Need a late spring/summer blooming temperate forest shrub? This native could be the ticket. Two varieties of this species spread out the bloom period for a potential month and a half, and the plant doesn’t care if the highs are in the seventies, or like today, in the nineties.
In the wild, Bottlebrush Buckeye is found primarily in Alabama and Georgia, but it is now grown in Zones 4-8. The plant pictured is the earlier blooming “species” variety that was at peak bloom last week, when it was pummeled by 4+inches of rain in one day, and it still looks as pictured. Soon the second variety, often sold as var. Serotina, will begin to bloom, and will continue blooming into July. We have one of those as well, and it will bloom into July. Northern gardeners have reported later periods of bloom stretching into August.

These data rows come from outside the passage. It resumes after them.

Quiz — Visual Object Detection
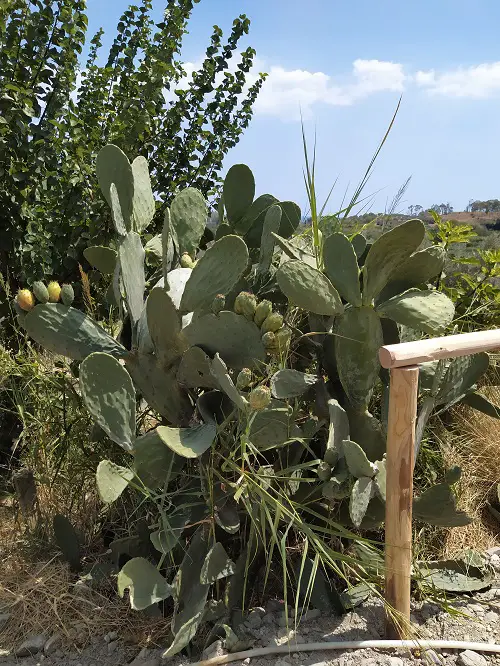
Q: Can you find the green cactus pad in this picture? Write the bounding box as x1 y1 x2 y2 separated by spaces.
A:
223 164 255 224
257 204 282 274
125 353 193 425
184 310 266 370
276 260 344 316
95 460 134 504
177 347 219 388
200 541 234 585
117 557 172 610
377 289 455 334
436 352 490 405
170 187 208 256
23 303 126 361
132 430 186 490
132 155 156 233
118 231 146 328
80 352 135 451
156 423 217 458
349 476 376 527
210 354 248 410
413 483 472 527
363 220 425 305
271 369 318 400
323 234 361 306
334 307 383 406
241 194 278 239
146 287 188 368
342 439 376 479
180 236 248 312
96 144 134 233
83 245 117 275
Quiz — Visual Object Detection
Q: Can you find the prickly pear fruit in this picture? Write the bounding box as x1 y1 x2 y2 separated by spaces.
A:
234 291 257 319
248 386 271 409
180 252 195 268
253 301 273 326
262 331 276 352
16 289 35 312
33 280 49 303
274 326 292 354
212 294 226 314
236 368 252 389
47 280 61 303
260 312 283 333
316 462 332 481
61 284 75 307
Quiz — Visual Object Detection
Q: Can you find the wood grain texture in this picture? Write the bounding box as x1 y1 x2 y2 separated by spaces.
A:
385 366 418 638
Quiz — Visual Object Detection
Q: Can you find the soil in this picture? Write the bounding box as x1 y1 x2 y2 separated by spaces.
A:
0 581 500 666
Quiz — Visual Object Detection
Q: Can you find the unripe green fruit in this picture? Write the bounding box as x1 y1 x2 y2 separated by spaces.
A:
212 294 226 314
61 284 75 307
47 280 61 303
236 368 252 389
261 312 283 333
253 301 273 326
16 289 35 312
234 291 257 319
316 462 332 481
33 280 49 303
248 386 271 409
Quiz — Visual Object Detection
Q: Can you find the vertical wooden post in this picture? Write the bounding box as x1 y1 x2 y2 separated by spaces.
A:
385 365 418 638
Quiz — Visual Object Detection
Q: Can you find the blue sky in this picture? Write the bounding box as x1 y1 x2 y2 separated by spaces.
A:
84 0 500 211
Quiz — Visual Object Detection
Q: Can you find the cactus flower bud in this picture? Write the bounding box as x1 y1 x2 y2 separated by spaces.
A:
16 289 35 312
316 461 332 481
33 280 49 303
236 368 252 389
262 331 276 352
253 301 273 327
180 252 195 268
261 312 283 333
212 294 226 314
248 386 271 409
47 280 61 303
61 284 75 307
234 291 257 320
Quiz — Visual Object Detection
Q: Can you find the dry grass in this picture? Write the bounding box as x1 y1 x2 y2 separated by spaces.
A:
0 506 170 648
437 386 500 557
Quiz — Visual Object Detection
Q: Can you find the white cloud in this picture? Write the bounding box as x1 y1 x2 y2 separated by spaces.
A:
415 62 500 99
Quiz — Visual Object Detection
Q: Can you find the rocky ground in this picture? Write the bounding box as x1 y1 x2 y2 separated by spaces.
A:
0 581 500 666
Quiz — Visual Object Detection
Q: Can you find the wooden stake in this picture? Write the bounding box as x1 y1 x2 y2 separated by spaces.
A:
385 366 418 638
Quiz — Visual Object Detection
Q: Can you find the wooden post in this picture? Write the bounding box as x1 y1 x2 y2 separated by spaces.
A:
385 365 418 638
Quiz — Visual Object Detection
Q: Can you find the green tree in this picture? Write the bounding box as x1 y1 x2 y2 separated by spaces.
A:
0 0 265 282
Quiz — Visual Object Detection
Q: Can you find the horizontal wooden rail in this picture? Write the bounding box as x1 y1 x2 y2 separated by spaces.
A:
379 328 500 368
379 329 500 638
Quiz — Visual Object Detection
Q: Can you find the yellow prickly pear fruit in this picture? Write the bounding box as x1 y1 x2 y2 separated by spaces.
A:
33 280 49 303
180 252 196 268
234 291 257 319
16 289 35 312
248 386 271 409
47 280 61 303
236 368 252 389
253 301 273 326
260 312 283 333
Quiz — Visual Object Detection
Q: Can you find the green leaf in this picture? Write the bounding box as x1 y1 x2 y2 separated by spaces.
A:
117 557 172 610
200 541 234 585
96 460 134 504
80 352 135 451
323 233 361 306
156 423 217 458
276 260 344 316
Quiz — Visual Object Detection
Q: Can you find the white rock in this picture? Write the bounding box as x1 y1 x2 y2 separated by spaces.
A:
457 650 488 666
14 634 47 657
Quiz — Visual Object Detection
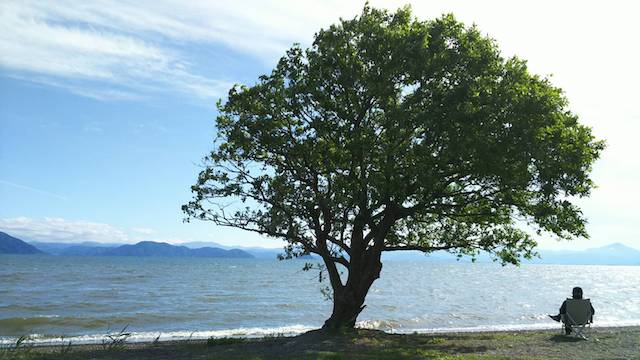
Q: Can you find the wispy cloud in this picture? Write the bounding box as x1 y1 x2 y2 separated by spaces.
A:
0 179 68 201
0 217 132 243
0 1 242 100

A huge population of wild var. Serotina plants are growing just about three miles from here, south of Garden City, right along the edges of US Highway 31. Every few years Alabama Power will cut them down to the ground under the power line that runs to Blount Springs, which somehow or other rejuvenates the plants. Within in a few years the blooms will be spectacular, with limestone boulders interspersed with hundred foot long colonies of plants, and blooms hanging out over the road from steep hillsides. Unfortunately this section of highway is known for some spectacular wrecks, though they have never been attributed to drivers rubbernecking the plants.